Águas de Marcio

Depois de mais um dilúvio em Belo Horizonte, o primeiro da temporada, jornalistas questionaram o prefeito Marcio Lacerda (PSB) sobre a não realização de obras e medidas preventivas, mesmo com a previsão de enchentes ainda piores do que as habituais. “É a vida. Riscos novos aparecem e nós temos que atuar em função deles”, disse o prefeito. O repórter Ismar Madeira, da Rede Globo, insistiu: “Mas não são novos, prefeitos! Estavam previstos!”. A conclusão de Marcio, na mesma linha desastrosa do temporal: “Então, se é o que você tá dizendo, nós falhamos, nós devíamos ter sido um pouco mais babás dos cidadãos, para que eles não corressem riscos”.

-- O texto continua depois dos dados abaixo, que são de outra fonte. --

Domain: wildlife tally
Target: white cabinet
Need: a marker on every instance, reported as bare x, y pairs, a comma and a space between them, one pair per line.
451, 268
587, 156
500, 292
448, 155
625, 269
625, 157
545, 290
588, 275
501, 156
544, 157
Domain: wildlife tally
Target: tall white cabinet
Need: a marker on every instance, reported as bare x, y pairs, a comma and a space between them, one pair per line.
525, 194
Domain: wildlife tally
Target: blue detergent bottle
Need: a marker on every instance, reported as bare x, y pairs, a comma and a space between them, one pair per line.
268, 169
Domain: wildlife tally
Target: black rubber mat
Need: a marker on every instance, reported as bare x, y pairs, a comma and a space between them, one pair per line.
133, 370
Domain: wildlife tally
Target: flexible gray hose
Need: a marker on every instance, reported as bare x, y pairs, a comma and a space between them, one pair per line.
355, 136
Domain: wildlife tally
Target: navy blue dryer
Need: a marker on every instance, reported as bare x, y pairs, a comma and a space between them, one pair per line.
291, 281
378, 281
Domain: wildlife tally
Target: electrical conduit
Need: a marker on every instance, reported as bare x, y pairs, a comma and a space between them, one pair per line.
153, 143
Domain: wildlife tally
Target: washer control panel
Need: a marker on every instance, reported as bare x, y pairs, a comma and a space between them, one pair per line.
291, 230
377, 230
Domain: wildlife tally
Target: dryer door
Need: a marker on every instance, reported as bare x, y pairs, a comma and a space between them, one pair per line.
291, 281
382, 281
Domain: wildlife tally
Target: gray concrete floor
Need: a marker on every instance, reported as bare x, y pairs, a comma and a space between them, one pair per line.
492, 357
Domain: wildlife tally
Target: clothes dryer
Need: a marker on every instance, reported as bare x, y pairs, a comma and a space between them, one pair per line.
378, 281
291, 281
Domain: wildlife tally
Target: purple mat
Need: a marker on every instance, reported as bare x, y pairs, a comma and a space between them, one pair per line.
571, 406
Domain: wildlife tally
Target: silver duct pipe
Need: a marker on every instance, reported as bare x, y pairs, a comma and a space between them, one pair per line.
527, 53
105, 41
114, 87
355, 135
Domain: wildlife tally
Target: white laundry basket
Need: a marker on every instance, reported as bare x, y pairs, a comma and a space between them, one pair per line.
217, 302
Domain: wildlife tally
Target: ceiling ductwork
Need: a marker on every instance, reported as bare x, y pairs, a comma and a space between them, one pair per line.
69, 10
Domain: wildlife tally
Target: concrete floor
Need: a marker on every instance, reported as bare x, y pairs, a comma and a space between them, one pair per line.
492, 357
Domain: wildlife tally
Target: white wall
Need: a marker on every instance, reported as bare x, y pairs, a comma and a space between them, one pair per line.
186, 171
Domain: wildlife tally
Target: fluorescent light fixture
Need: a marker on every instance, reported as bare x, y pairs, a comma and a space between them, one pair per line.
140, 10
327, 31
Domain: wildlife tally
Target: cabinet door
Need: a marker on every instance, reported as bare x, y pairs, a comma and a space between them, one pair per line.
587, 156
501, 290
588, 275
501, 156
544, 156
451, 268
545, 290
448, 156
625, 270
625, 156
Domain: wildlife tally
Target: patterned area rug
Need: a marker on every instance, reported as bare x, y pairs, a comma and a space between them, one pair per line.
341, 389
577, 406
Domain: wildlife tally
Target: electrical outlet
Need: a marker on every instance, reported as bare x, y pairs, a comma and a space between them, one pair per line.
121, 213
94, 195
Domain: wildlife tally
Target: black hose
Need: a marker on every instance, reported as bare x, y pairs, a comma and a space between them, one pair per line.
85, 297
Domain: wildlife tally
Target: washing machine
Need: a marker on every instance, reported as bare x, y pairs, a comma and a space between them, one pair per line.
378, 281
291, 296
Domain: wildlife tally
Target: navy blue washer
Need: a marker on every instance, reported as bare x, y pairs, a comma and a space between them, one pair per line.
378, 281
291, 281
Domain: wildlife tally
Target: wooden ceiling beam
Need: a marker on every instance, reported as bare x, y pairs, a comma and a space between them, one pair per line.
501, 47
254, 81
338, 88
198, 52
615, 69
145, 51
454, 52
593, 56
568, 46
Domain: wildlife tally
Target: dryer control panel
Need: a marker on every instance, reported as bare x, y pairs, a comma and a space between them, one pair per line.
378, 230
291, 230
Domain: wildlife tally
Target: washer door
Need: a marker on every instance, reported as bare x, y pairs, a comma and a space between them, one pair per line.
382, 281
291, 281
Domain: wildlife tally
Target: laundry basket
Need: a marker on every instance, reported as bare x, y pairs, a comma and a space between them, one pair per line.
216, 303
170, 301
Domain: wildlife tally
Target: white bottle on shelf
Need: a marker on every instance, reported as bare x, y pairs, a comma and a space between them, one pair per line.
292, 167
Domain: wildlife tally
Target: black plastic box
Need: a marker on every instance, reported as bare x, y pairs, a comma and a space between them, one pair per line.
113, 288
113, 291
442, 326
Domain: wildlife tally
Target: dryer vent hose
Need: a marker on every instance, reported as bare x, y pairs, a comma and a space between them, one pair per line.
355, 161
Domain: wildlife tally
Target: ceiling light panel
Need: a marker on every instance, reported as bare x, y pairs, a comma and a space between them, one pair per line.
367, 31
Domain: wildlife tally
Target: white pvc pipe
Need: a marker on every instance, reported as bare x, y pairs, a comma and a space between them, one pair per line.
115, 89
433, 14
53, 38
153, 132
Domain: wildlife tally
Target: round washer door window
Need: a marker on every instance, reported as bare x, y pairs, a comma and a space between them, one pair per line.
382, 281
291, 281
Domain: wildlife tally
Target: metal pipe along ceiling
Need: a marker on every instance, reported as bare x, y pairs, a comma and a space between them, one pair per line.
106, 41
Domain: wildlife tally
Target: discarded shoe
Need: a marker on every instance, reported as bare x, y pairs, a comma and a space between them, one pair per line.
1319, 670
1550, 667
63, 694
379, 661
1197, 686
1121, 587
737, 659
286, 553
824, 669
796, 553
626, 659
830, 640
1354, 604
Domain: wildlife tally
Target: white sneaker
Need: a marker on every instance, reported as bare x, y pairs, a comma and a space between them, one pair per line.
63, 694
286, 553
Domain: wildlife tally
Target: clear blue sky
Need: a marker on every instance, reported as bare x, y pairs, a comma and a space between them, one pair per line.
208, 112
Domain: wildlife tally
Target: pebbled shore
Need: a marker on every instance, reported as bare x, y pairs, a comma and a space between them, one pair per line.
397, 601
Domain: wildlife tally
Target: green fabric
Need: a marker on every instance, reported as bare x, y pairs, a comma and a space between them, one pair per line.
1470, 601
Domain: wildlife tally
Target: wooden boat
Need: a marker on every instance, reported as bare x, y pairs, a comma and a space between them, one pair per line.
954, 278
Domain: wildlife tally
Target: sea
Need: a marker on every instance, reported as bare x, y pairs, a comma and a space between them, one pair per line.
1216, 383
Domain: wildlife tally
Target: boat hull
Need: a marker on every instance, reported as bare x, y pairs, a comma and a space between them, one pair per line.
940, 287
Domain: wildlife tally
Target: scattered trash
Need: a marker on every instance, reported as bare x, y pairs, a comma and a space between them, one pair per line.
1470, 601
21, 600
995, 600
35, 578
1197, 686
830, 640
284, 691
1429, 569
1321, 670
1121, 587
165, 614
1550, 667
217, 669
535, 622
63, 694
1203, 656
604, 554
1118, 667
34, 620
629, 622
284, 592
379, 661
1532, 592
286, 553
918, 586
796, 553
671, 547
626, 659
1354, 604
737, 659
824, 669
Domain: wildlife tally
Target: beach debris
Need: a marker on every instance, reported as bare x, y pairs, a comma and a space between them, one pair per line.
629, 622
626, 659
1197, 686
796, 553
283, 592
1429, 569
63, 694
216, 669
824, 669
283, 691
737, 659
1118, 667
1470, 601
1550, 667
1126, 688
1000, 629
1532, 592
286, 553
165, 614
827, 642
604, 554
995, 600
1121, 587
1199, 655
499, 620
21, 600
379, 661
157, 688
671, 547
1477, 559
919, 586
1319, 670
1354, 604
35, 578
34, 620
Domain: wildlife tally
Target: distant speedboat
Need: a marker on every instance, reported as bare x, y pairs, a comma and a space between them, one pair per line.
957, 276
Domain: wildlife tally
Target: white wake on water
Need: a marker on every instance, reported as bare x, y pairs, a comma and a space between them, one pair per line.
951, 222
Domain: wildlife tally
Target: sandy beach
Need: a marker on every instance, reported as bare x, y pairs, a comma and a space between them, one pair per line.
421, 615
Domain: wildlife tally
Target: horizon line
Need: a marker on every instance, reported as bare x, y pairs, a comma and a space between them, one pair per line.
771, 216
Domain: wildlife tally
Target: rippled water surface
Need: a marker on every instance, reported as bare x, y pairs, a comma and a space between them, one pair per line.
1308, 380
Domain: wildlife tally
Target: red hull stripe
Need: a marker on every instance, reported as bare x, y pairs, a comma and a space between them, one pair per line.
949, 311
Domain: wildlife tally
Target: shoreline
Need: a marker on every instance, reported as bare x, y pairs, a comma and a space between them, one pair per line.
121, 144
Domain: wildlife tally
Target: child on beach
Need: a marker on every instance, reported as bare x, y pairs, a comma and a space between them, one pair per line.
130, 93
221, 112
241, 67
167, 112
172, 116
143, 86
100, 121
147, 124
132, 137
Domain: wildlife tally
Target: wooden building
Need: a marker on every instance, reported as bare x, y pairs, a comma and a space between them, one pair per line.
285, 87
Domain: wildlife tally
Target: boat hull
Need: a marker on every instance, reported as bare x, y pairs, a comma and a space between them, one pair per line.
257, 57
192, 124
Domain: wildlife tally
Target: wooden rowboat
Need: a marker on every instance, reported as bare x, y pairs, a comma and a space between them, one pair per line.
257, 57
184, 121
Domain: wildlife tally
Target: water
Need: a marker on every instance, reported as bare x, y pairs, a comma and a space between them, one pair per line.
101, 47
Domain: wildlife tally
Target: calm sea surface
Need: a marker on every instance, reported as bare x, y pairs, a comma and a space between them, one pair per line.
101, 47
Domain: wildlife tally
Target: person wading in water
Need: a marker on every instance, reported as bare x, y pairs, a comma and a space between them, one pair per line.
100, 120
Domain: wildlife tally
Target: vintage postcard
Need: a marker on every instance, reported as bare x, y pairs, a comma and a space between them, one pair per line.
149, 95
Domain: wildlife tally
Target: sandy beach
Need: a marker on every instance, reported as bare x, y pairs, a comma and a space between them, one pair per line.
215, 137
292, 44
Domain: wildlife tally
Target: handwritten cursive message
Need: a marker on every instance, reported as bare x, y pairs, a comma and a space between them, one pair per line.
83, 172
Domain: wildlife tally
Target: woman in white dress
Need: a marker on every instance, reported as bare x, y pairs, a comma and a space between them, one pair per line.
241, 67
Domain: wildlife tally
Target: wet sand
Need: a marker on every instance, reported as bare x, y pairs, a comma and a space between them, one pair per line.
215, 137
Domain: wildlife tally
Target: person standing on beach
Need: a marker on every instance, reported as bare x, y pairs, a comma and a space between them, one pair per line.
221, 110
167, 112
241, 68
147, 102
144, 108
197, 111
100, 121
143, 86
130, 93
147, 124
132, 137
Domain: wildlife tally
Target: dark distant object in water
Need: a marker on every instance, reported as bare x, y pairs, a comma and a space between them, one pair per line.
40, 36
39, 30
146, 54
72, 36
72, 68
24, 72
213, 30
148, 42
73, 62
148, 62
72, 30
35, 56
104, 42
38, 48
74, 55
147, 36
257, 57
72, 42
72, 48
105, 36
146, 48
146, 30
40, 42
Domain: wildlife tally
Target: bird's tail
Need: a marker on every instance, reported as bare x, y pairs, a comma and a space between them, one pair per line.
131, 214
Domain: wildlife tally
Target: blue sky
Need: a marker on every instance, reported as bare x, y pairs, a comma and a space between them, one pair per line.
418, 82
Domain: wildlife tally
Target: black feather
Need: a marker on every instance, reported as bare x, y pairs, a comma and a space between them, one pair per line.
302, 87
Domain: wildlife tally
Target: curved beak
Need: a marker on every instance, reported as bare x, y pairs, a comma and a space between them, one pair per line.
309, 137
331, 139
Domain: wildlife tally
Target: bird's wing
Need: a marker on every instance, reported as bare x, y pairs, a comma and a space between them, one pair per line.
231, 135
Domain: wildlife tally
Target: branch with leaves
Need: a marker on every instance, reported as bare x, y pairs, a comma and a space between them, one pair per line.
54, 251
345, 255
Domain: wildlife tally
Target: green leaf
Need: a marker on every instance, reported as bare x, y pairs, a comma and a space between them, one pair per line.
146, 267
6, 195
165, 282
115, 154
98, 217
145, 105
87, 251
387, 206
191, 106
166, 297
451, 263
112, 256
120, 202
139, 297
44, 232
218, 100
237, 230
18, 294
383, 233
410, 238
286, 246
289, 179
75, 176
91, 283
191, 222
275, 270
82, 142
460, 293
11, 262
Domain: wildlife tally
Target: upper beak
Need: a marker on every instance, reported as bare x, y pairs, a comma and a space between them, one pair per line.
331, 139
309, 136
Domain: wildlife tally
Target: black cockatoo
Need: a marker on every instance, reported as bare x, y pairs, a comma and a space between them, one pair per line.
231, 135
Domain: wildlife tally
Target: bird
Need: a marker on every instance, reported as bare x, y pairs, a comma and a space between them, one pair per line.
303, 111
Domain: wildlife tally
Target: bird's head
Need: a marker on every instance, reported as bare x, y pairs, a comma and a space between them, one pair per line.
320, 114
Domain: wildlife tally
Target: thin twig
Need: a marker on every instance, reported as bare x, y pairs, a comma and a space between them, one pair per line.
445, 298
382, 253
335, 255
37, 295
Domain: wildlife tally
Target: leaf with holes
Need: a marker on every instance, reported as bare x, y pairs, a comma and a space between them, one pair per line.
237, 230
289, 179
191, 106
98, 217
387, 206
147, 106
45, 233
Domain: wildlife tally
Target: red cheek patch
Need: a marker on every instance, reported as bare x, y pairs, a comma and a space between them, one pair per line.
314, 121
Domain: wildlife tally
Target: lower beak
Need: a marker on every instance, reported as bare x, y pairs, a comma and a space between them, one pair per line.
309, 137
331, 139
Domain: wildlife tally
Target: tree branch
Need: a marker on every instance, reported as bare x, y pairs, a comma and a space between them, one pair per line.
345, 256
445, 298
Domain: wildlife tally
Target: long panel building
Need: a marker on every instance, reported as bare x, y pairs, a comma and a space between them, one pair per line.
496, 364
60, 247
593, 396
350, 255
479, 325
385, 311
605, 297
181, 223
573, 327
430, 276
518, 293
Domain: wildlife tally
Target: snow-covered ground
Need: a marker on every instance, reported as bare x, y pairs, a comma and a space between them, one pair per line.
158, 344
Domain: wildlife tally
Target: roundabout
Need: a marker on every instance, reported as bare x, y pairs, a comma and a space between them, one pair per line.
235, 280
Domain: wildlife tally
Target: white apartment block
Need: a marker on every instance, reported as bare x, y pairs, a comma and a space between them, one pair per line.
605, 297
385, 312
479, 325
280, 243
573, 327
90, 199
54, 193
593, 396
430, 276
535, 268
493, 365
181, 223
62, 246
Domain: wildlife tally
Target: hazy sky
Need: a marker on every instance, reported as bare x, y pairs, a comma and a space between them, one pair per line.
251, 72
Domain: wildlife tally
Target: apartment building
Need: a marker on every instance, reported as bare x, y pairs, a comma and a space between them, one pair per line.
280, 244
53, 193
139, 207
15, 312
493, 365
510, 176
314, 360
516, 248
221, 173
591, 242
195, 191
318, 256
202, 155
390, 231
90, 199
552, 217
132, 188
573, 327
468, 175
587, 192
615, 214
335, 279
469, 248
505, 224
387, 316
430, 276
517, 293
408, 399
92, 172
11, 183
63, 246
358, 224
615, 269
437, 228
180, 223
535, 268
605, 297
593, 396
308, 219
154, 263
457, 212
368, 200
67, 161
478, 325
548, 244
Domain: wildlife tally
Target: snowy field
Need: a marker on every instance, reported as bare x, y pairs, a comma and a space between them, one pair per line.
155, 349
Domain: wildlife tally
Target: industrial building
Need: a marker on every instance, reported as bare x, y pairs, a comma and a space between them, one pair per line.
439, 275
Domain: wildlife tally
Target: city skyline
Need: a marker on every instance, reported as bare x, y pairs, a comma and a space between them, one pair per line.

Isso, talvez, porque uma das maiores apostas da prefeitura para lidar com as enchentes é a colocação de placas em locais mais sujeitos a inundações, alertando para o risco de se estar ali durante temporais.

Bem, por falha ou não “da babá”, uma pessoa morreu, depois que o carro que dirigia caiu em um canal. E as perdas – de vidas e de veículos – só não foram maiores porque, graças à Babá Celestial e seu assessor São Pedro (por enquanto, os únicos com os quais o belo-horizontino pode contar), o pé d’água veio no feriado, quando havia muito menos gente pelas ruas. E pelos ribeirões. E pelas ruas-ribeirões...

Mas, como já dizia Milton Nascimento e Fernando Brant, “É a vida desse meu lugar”, ao que Marcio docemente faz coro: “É a vidaaaa...”. Quanto a mim, bem, eu fico com a tristeza da resposta-lambança: é a vida, é sofrida e é sofrida!

São as águas de Marcio abrindo o verão (já???). E, pelo jeito, é promessa de enchente depois da eleição.

A semana teve mais desastre verborrágico, com o ministro da Justiça José Eduardo Cardozo dizendo preferir morrer a hipoteticamente ter que enfrentar uma pena longa em nossas “prisões medievais”. Bem na hora da dosimetria do mensalão, em que a maioria dos réus se prepara para encarar os calabouços, as masmorras...?

Que os condenados, desse e de outros processos, não se prendam à tese ministerial. Como "bem" disse Cardozo, é uma opinião pessoal, referendada por não mais do que meio milhão de encarcerados.